Después de doctorarse en ineptitud, recortes sociales, charlatanería digna del mejor Cantinflas y una capacidad insuperable para liarla parda, a Artur Mas solo le faltaba hacer el ridículo en público para poner broche de oro a su carrera política (por llamarla de alguna manera). Ese requisito que no atesoraba hasta ahora lo cumplió con creces en su última alocución, hace unos días, cuando intentó, sin éxito, presentarse como una especie de patriarca del independentismo que asiste, quejoso y contrito, a la manipulación de su glorioso legado por gente que no le llega ni a la suela de los mocasines náuticos con los que se desplaza en verano por el yate que alquila su amigo Vilajoana para bogar por las Baleares de caldereta en caldereta (nota: Vilajoana es a Mas lo que Matamala a Puigdemont).
Y mira que la cosa, en principio, no parecía demasiado difícil, teniendo en cuenta que los dos sucesores del Astut en el cargo de presidente de la Generalitat son dos majaderos de nivel cinco como Puchi y Torra, pero ni así consiguió nuestro hombre que nadie se tragara esa nueva personalidad que se ha inventado de patriarca de Cataluña que clama (en el desierto) por la unidad (imposible) de sus desastrosos herederos. Ayudado por una barba con pretensiones de madurez y responsabilidad, el Astut intentó conseguir que nos olvidáramos de que él es el principal responsable del clusterfuck en el que nos encontramos, mientras trataba de situarse au dessus de la melée repartiendo culpas entre JxCat, el PDECat y demás catervas independentistas. No, no se va con su sucesor porque lo considera un mindundi que se ha venido arriba desde que se metió en el maletero del coche que lo trasladó a Bélgica. Sí, se queda en el PDECat de sus amores, de su historia política y sentimental, de su 3%, pero que tampoco ahí esperen gran cosa de él, pues se considera un gigante de la historia reciente de Cataluña en comparación con Bonvehí y compañía.
Promete trabajar para la unidad del independentismo, pero nadie le cree. Y lo que es peor: resulta evidente que su aparición pública no fue más que una maniobra de autobombo para presentarse como lo que nunca ha sido: un político sensato, un hombre cabal y un fino estilista de las relaciones humanas especializado en la resolución de conflictos. Y su discurso no fue más que un intento chapucero de lavar una imagen con más roña que el cuello de la camisa del padre alcohólico de Karl Ove Knausgard.
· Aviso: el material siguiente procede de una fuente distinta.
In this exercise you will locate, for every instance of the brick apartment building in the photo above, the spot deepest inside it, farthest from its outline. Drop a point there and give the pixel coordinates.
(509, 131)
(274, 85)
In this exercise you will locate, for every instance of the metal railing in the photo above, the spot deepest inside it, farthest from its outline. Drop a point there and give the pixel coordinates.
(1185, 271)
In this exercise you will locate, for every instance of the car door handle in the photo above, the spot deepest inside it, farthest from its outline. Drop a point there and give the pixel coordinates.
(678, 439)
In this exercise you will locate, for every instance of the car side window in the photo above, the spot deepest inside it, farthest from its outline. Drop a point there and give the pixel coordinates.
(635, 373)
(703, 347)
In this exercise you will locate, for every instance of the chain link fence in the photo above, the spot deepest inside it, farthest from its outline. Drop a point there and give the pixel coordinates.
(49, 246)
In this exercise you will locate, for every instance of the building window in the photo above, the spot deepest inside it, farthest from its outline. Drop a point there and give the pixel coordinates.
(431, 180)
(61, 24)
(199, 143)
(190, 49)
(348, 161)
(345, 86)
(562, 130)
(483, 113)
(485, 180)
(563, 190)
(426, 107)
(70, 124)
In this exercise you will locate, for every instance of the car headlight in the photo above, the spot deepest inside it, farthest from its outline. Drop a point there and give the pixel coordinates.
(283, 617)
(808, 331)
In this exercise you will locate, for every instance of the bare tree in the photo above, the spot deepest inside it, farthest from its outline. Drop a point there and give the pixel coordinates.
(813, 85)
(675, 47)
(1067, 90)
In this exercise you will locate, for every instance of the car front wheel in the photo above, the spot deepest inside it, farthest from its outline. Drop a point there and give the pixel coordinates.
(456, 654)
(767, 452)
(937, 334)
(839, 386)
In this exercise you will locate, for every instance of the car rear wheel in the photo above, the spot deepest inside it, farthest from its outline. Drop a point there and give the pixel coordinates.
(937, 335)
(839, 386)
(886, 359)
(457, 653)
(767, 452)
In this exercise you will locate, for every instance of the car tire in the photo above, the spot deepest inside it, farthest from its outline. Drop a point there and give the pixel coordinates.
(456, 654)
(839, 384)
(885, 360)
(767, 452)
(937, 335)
El legado de Artur Mas es una birria que sus sucesores han convertido en dos birrias. Suerte tiene de no haber acabado en el talego --por sus años de mandamás en aquella cueva de ladrones que fue CDC-- y de que no le hayan embargado todas sus posesiones. Debería dar gracias por ello al Altísimo y ahorrarnos espectáculos tan bochornosos como el de su última comparecencia pública, que solo sirvió para demostrar que, además de ser un liante del quince, un irresponsable y (probablemente) un corrupto, también se le da muy bien hacer el ridículo con su propia y penosa versión de El otoño del patriarca.